ADDIS ABABA, Aug. 7 (Xinhua) -- The Ethiopian government on Friday evening warned that the expansion of conflict to parts of the country by rebel forces is pushing it to change its defensive stance if humanitarian overtures for peaceful resolution are unreciprocated.
The Ethiopian government in late June announced a unilateral ceasefire in the country's conflict-affected northernmost Tigray regional state.
The government said the move followed a request by the Tigray regional state interim administration that was assigned by the federal government after the ouster of the Tigray People's Liberation Front (TPLF), which used to rule the region.
However, the Ethiopian government on late Friday said the situation in Tigray and the unilateral humanitarian ceasefire declared by the government, including the need to enhance all-inclusive national dialogue, have been the major preoccupying issues of late.

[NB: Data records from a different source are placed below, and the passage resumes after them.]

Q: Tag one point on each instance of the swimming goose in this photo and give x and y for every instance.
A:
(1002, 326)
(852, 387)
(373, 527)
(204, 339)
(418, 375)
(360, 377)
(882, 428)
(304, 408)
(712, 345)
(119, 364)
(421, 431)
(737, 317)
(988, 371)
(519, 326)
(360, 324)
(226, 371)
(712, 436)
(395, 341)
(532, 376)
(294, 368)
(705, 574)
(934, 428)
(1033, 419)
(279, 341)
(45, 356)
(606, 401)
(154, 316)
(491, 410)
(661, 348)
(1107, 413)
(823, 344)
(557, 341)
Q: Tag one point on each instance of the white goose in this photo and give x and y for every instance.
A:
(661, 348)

"Regrettably, the TPLF has failed to reciprocate," the Ethiopian Ministry of Foreign Affairs said in a statement, adding that the group "chose to launch new attacks in neighboring regions of Afar and Amhara, which left more than 300,000 people displaced and thousands dead."

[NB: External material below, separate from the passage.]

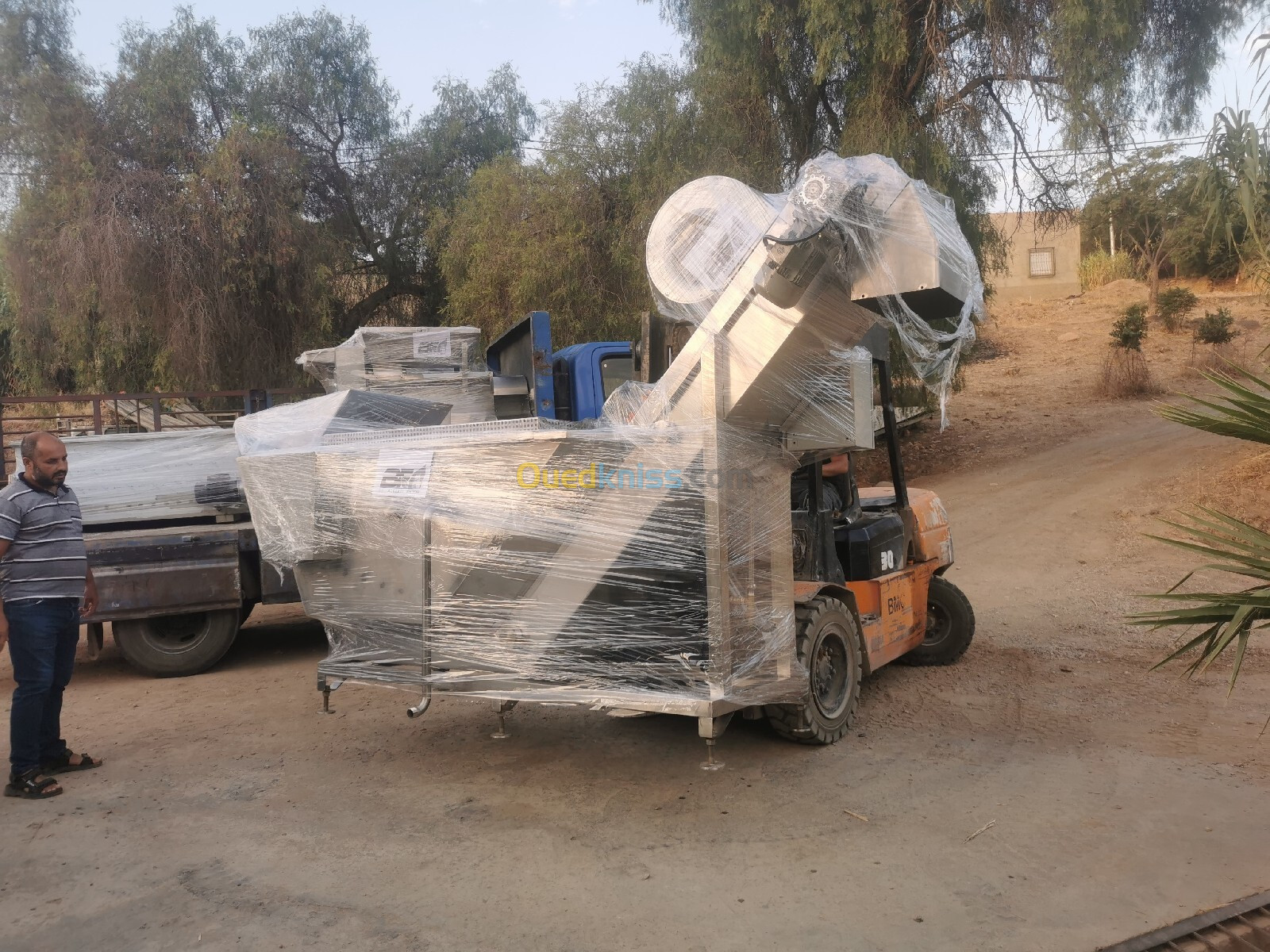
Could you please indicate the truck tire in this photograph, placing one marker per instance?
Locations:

"Cognizant of its moral, legal, and political obligation to defend the territorial integrity and sovereignty of the state, the federal government is being pushed to mobilize and deploy the entire defensive capability of the state if its humanitarian overtures for a peaceful resolution of the conflict remain unreciprocated," it said.
The Ethiopian House of People's Representatives, the lower house of the Ethiopian parliament, had previously designated the TPLF as a terrorist organization.
Since the early hours of Nov. 4, the Ethiopian government has been undertaking military operations against the TPLF.